Honestly, these issues of culture and race and religion, though important, do not hold a personal interest for me. What I think more about is the issue of self-labelling, of self actualization I guess. Who are we? How do we view ourselves? When I questioned whether I was disabled it was because I don't see myself that way but do others. And if so, does this exterior viewpoint alter my own personal reality. The woman who came here as a child from the West Indies may never have thought of herself as black until she was surrounded by white people, then it became an issue.

The TD Bank are running a couple of TV spots that have me thinking. The ads feature a couple of old timers, sitting outside the bank, bemoaning the fact that everything has become too convenient and how banks never catered to our needs before; whatever. What interests me about these ads is the background. There are a couple versions of the spot and in each of them, as the old dudes are bitching, we see a woman in a wheelchair whizzing by. Different woman in each ad. What I found interesting was, when we see a close up of the bank, there is no ramp ... there is clearly a steep concrete step.

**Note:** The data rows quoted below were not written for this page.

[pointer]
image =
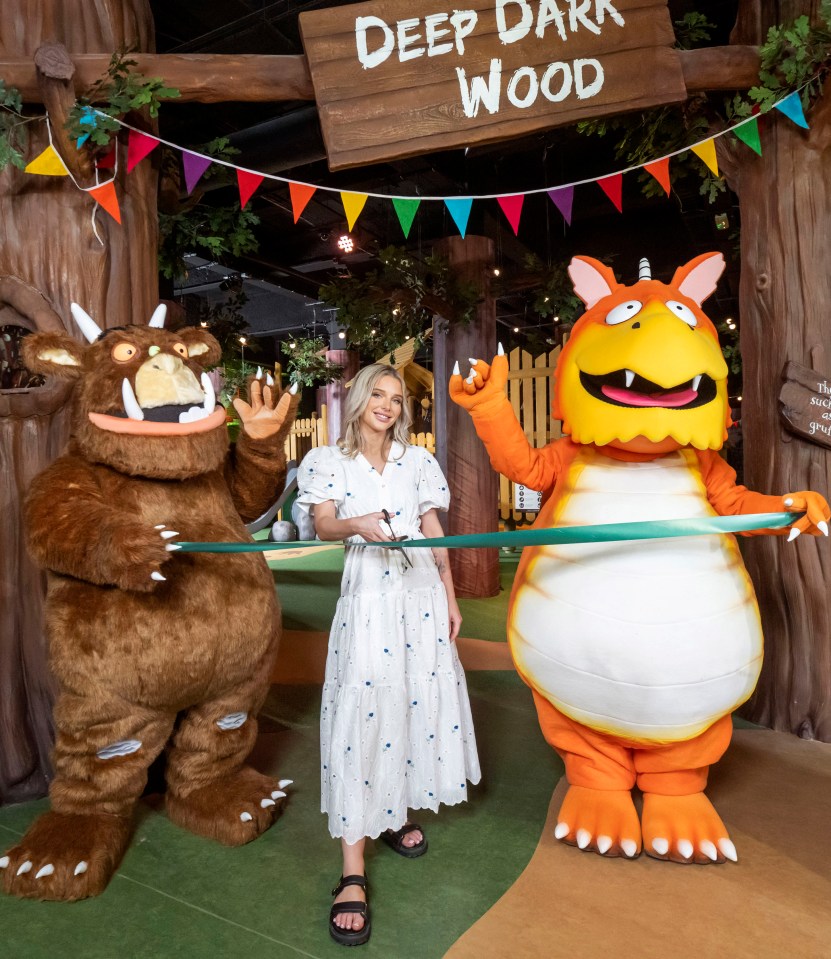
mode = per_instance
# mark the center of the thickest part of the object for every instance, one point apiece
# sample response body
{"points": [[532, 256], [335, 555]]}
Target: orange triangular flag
{"points": [[707, 152], [47, 163], [353, 203], [660, 170], [105, 195], [300, 194]]}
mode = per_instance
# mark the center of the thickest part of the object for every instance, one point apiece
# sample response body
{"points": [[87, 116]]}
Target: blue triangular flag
{"points": [[791, 106], [460, 211]]}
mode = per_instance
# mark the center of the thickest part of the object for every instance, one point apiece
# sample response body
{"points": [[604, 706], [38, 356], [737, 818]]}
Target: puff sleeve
{"points": [[321, 477], [433, 491]]}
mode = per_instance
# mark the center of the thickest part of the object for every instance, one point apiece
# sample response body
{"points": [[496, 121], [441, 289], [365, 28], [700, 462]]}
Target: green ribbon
{"points": [[562, 535]]}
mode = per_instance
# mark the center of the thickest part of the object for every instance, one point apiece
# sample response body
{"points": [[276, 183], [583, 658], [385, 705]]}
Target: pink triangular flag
{"points": [[248, 183], [138, 147], [512, 208], [612, 186], [105, 195], [300, 194], [193, 166]]}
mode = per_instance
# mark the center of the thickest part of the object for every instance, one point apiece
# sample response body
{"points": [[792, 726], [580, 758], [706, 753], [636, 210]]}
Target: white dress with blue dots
{"points": [[396, 731]]}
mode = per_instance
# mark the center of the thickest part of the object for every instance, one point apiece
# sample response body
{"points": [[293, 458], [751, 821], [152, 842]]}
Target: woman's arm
{"points": [[431, 527]]}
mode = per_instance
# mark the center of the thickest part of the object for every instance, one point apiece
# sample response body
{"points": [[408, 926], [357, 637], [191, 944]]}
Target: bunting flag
{"points": [[706, 152], [460, 211], [105, 195], [512, 208], [247, 183], [612, 186], [47, 163], [300, 194], [353, 203], [405, 211], [791, 106], [193, 166], [749, 133], [139, 145], [660, 170], [563, 199]]}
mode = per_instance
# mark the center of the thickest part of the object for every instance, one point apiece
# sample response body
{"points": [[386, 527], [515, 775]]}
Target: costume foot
{"points": [[684, 829], [65, 857], [233, 809], [602, 820]]}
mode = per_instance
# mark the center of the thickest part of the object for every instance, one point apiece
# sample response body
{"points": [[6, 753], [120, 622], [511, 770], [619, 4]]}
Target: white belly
{"points": [[651, 640]]}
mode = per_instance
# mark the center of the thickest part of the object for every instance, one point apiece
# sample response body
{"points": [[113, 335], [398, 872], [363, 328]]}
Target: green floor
{"points": [[178, 895]]}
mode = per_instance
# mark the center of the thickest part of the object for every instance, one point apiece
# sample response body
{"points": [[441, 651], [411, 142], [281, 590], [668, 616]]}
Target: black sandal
{"points": [[349, 937], [395, 840]]}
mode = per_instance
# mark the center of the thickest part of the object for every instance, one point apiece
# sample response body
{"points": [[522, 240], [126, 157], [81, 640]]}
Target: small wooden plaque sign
{"points": [[805, 403], [396, 78]]}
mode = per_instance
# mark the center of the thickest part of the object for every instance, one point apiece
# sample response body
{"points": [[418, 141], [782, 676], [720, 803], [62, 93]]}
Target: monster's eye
{"points": [[683, 312], [124, 352], [623, 312]]}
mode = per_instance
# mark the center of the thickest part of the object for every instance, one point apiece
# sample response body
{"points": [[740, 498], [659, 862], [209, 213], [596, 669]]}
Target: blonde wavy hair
{"points": [[357, 397]]}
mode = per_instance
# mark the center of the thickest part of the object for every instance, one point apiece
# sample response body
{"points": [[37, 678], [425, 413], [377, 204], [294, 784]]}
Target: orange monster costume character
{"points": [[636, 652], [151, 648]]}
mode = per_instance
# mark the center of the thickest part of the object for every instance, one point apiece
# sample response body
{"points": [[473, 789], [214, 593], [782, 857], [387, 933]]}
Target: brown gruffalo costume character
{"points": [[151, 647]]}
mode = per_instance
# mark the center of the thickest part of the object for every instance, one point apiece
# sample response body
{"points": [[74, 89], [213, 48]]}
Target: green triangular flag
{"points": [[405, 210], [749, 133]]}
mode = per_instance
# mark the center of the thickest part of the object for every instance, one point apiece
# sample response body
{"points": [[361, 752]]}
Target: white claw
{"points": [[708, 849], [660, 845], [685, 847], [629, 847], [728, 850]]}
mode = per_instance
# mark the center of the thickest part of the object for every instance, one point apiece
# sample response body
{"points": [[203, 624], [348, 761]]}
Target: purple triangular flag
{"points": [[194, 166], [563, 199]]}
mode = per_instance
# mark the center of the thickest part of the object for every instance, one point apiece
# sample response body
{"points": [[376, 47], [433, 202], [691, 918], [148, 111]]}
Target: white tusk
{"points": [[86, 323], [131, 407], [210, 394], [158, 317]]}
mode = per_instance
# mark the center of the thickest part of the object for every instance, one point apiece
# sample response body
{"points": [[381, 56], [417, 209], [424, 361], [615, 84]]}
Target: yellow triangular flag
{"points": [[353, 203], [47, 164], [707, 152]]}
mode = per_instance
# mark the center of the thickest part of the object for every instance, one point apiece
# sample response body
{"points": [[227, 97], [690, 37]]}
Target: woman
{"points": [[396, 731]]}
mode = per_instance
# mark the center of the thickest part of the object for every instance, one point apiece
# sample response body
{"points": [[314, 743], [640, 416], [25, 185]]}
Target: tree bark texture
{"points": [[474, 486], [49, 248], [785, 201]]}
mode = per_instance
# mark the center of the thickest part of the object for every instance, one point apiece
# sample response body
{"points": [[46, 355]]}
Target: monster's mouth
{"points": [[626, 388]]}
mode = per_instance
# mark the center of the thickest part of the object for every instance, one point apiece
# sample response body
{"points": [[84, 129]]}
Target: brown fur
{"points": [[130, 653]]}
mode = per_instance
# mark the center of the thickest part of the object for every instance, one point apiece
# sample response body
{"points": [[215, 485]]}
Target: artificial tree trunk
{"points": [[57, 247], [785, 202]]}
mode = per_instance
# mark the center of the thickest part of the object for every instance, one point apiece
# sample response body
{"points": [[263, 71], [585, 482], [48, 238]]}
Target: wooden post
{"points": [[474, 485]]}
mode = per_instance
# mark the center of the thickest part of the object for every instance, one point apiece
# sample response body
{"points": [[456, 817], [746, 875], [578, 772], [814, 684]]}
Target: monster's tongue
{"points": [[667, 399]]}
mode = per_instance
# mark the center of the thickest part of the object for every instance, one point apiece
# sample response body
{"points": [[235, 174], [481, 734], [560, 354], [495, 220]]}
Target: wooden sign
{"points": [[396, 78], [805, 403]]}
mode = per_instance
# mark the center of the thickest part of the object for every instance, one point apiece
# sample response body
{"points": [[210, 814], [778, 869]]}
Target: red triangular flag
{"points": [[512, 208], [300, 194], [248, 183], [612, 186], [660, 170], [138, 146], [105, 195]]}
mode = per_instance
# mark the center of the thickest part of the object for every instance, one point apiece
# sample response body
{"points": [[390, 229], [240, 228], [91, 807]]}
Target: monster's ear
{"points": [[698, 278], [201, 345], [53, 354], [592, 280]]}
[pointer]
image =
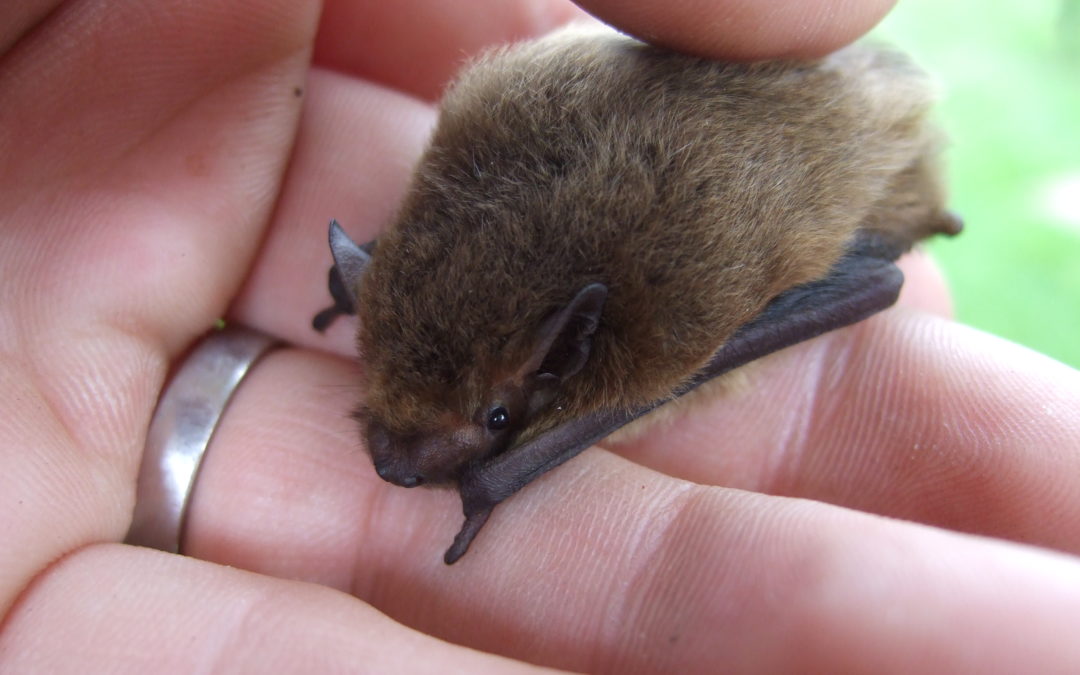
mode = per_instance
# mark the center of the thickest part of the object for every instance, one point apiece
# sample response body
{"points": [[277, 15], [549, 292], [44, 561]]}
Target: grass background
{"points": [[1010, 75]]}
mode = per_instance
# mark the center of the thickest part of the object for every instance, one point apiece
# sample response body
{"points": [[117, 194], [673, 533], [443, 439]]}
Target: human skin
{"points": [[156, 173]]}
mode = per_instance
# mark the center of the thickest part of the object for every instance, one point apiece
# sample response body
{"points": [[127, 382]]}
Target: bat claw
{"points": [[472, 525]]}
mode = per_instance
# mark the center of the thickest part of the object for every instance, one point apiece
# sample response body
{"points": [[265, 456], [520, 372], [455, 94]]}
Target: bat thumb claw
{"points": [[472, 525]]}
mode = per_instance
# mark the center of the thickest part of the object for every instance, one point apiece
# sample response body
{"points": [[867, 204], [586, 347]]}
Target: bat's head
{"points": [[424, 420]]}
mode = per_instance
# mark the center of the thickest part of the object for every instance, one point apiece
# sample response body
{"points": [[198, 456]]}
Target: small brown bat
{"points": [[599, 225]]}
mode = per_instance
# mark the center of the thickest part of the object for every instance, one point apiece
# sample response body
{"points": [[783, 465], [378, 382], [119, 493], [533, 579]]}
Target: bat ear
{"points": [[565, 339], [350, 260], [349, 257]]}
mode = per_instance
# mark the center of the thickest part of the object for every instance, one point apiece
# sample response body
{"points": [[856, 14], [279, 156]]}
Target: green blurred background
{"points": [[1010, 75]]}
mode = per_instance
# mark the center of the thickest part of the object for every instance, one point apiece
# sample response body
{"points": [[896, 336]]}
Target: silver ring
{"points": [[180, 431]]}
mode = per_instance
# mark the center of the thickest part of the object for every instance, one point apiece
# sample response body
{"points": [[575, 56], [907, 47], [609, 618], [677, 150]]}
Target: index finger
{"points": [[745, 29], [417, 45]]}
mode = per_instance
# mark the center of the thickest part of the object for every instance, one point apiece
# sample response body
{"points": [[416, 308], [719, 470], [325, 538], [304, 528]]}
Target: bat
{"points": [[598, 226]]}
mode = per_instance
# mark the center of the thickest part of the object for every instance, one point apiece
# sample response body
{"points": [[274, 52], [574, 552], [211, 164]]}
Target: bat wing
{"points": [[862, 283]]}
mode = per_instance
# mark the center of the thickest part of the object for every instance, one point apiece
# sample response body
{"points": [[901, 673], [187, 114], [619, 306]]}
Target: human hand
{"points": [[150, 181]]}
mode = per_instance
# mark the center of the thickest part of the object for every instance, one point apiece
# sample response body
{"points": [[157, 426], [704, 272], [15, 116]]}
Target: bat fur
{"points": [[692, 191]]}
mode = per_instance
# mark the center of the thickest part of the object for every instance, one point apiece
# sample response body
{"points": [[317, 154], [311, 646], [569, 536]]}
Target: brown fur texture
{"points": [[694, 190]]}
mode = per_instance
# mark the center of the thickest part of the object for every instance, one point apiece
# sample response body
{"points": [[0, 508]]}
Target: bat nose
{"points": [[389, 474]]}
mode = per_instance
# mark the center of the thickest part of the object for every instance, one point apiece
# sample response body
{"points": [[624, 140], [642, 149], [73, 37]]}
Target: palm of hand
{"points": [[150, 184]]}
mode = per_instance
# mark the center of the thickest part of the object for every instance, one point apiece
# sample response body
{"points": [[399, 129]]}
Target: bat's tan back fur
{"points": [[696, 190]]}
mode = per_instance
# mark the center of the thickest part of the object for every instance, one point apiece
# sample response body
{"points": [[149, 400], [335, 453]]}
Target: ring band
{"points": [[180, 431]]}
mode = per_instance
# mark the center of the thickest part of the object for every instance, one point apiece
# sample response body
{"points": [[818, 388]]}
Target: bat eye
{"points": [[498, 418]]}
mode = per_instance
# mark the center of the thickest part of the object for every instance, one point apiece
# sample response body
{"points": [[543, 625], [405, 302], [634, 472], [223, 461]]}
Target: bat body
{"points": [[597, 220]]}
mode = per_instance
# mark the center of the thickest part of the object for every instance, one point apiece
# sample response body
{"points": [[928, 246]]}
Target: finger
{"points": [[166, 610], [416, 45], [606, 566], [354, 151], [903, 415], [925, 286], [745, 29], [17, 18], [139, 150]]}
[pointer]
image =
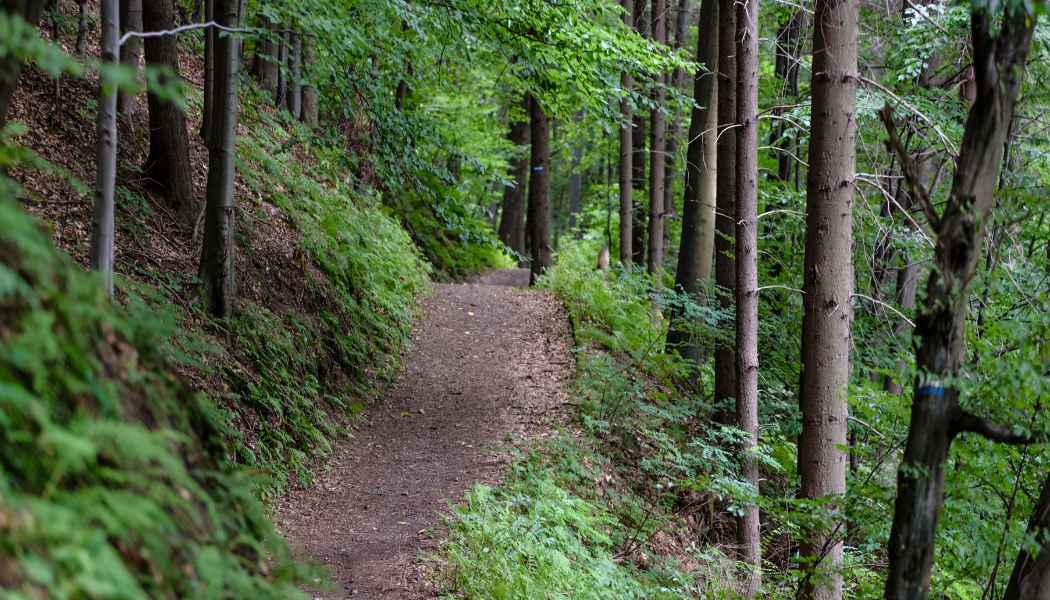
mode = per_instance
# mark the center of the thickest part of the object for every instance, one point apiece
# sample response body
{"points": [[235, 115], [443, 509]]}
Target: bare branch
{"points": [[907, 167]]}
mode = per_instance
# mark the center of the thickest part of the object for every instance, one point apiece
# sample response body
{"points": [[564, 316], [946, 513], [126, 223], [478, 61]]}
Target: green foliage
{"points": [[113, 475]]}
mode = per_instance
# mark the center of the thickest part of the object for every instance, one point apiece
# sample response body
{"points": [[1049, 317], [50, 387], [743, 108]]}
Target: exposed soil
{"points": [[489, 364]]}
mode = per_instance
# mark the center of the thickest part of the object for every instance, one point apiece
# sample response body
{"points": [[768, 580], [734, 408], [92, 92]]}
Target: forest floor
{"points": [[488, 371]]}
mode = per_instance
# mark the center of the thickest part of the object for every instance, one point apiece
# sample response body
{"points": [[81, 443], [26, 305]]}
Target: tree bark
{"points": [[626, 156], [726, 202], [216, 270], [697, 212], [940, 330], [512, 219], [657, 143], [130, 55], [168, 163], [827, 291], [539, 191], [293, 102], [748, 526], [11, 63], [101, 257]]}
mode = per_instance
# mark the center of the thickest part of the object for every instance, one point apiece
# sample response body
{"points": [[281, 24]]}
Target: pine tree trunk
{"points": [[748, 526], [726, 203], [11, 65], [539, 192], [168, 163], [697, 212], [512, 219], [827, 290], [940, 331], [130, 55], [102, 219], [216, 269]]}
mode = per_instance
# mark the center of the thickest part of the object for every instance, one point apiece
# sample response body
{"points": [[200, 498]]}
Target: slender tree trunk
{"points": [[11, 63], [940, 331], [216, 270], [102, 219], [748, 526], [697, 212], [294, 100], [539, 191], [309, 115], [168, 163], [82, 29], [726, 202], [626, 156], [512, 219], [657, 143], [130, 55], [827, 290]]}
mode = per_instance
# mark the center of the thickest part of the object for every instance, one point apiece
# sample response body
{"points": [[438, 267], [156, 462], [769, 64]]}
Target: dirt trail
{"points": [[470, 380]]}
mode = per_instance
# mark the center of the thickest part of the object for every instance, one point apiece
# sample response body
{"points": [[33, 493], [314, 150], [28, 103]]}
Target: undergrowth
{"points": [[113, 475]]}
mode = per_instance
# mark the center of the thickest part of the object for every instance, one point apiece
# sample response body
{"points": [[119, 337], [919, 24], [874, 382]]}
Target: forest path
{"points": [[470, 380]]}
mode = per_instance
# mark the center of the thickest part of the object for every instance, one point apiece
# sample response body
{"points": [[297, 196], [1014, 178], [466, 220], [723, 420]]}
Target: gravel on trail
{"points": [[489, 360]]}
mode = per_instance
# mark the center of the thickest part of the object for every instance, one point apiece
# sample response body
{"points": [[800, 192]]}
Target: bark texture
{"points": [[827, 291], [539, 192], [657, 144], [748, 526], [130, 55], [168, 162], [101, 257], [512, 216], [697, 212], [217, 277], [937, 416], [726, 202]]}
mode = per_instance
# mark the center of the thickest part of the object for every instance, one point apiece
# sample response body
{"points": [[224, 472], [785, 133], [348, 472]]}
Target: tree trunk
{"points": [[168, 163], [940, 330], [11, 63], [102, 218], [657, 142], [130, 55], [512, 220], [726, 202], [293, 101], [539, 191], [82, 29], [1030, 579], [309, 114], [748, 526], [827, 290], [626, 156], [697, 211], [216, 270]]}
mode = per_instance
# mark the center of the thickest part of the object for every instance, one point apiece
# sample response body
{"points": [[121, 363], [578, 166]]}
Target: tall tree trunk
{"points": [[657, 142], [130, 55], [539, 191], [827, 290], [102, 218], [309, 114], [11, 62], [726, 202], [626, 156], [168, 163], [293, 102], [82, 29], [940, 331], [748, 525], [697, 207], [512, 219], [216, 272], [1030, 579]]}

So now we know why the women are zipping past the bank .. they can't get inside it.

So, the woman in the wheelchair may want to label herself as "just a woman" but every time she hits that stair or that tiny bathroom, she is given back the label of "woman in a wheelchair" or "disabled". The black kid in school may want to be "the kid in school" but then he is given the label of "Afro Canadian" or "student of the black school" and he becomes something else.

I am a guy, into my fifth decade, married for 25 years, owner of my own tiny business, never in any serious trouble with the law ... but I have long hair, a beard, ear ring and a tattoo. I really don't think much about these attributes. I've had the hair most of my life (think about the name of the blog, let the light bulb come on [I have a hairy dog too]) and the ear ring and tatt have been around for a while too. And it surprises me when they get a reaction, both from individuals and institutions. I had a problem with my bank card a few years back, it got eaten by the machine or something so I went to a local branch of the Royal Bank up in Vaughn where I was working at the time. It was summer, edit suites are hot, so I was wearing shorts and a tank top and the people at that branch were treating me as if they had just seen me on America's Most Wanted. I have been a customer of the Royal Bank for over 30 years, I've paid off two student loans with them but because of my physical appearance I was given a label: Scruffy Dude Not To Be Trusted. Now, I often describe myself as an old hippie, but I never associated that label with something negative; my label conflicted with their badge.

To be human is to have an identity. As we go on, that identity morphs, evolves, changes. Very often there is a conflict between our own sense of identity, and the labels that others places upon us. It gets tricky when you are trying to figure out who you are, you may want a label, to sort of fix it in your own mind; but our inner monologues may be written in a language that others cannot easily read. So our label is misinterpreted and when we look down and see all the various labels we wear we often see a bunch we never put there ourselves. That is our challenge, identifying the labels, no matter from whence they came, polishing them, changing them, positioning them so the "right" ones are more prominently displayed.

For me, what I coming to see, is that what we really need is some readily available blank labels, placed high, for all to see. Have your pen handy, to scribble in the definition that suits you at the moment but understand that others have access to your labels as well; so carry a spare Sharpie and don't be afraid to lend it out. Let them scribble, read their label, try to understand what it means.

Just make sure yours is written in a bolder hand.